Press Release from 2021-07-20 / Group
KfW ifo Credit Constraint Indicator: SMEs can access credit more easily again
- Credit constraint for SMEs has dropped for the first time since March 2020, banks more restrictive in lending to large firms
- Share of enterprises engaged in loan negotiations remained low in second quarter
- Uncertainty about virus variants and supply shortages weigh on demand
Credit demand of enterprises in Germany continues on a low, below-average level. The KfW ifo Credit Constraint Indicator shows that the share of SMEs that were in loan negotiations with their banks fell by 1.1 percentage points to 19.5% in the second quarter. This was the lowest level recorded since the survey began in 2017. The share of large enterprises seeking loans also fell again by 1.3 percentage points to 27.7%, after a minimal rise in the previous quarter. Among the enterprises that are still requesting loans, bright spots appear particularly in the SME sector.

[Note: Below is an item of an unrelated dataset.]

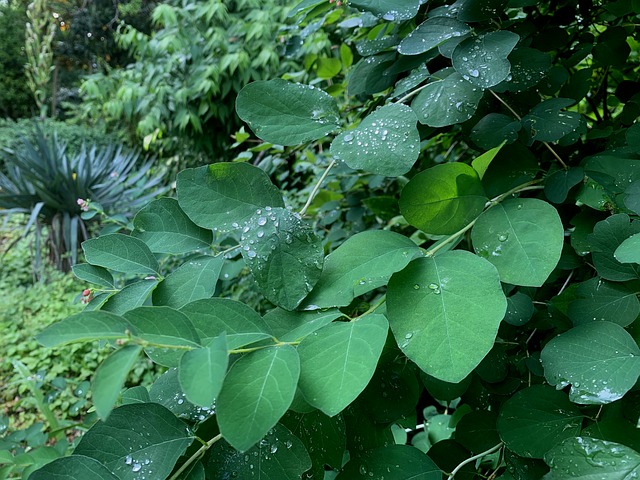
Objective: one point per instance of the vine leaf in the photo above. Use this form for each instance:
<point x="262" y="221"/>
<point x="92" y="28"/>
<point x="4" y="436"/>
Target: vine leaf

The KfW ifo Credit Constraint Indicator for SMEs has dropped again noticeably for the first time since March 2020 and is now at 18.4% (previous quarter 22.5%).
The lifting of pandemic restrictions is mainly benefiting small and medium-sized service providers (-6.7 percentage points to 20.3%), but also the heavily export-oriented manufacturing sector (-6.1 to 15.4%). Banks are restricting their lending more to SMEs in the construction sector (+4.4 to 11%) and in wholesale and retail (+4.3 to 25.6% and +1.6 to 29.5%). Retail is the only sector in which large enterprises find it easier to successfully complete loan negotiations (-8.7 to 17.5%). Banks are restricting their lending much more to firms in the construction sector (+18.8 to 47.6%) and services (+3.2 to 13.6%).
"The main thing which businesses need in order to overcome the consequences of the pandemic is predictability, but that is something they still don’t have. Uncertainty remains high, not least as a result of new virus variants such as Delta+, which could stop the recovery in its tracks. Supply shortages also continue to reduce businesses' investment activity and, hence, credit demand”, said Dr Fritzi Köhler-Geib, Chief Economist of KfW. “One example where this is evident is the construction sector. Although it has shown great strength all the way through the pandemic, businesses of all sizes are borrowing less. At the same time, banks are restricting their lending to construction firms that still require loans. One explanation might be the significant recent increase in raw materials such as timber, as well as generally higher construction costs.”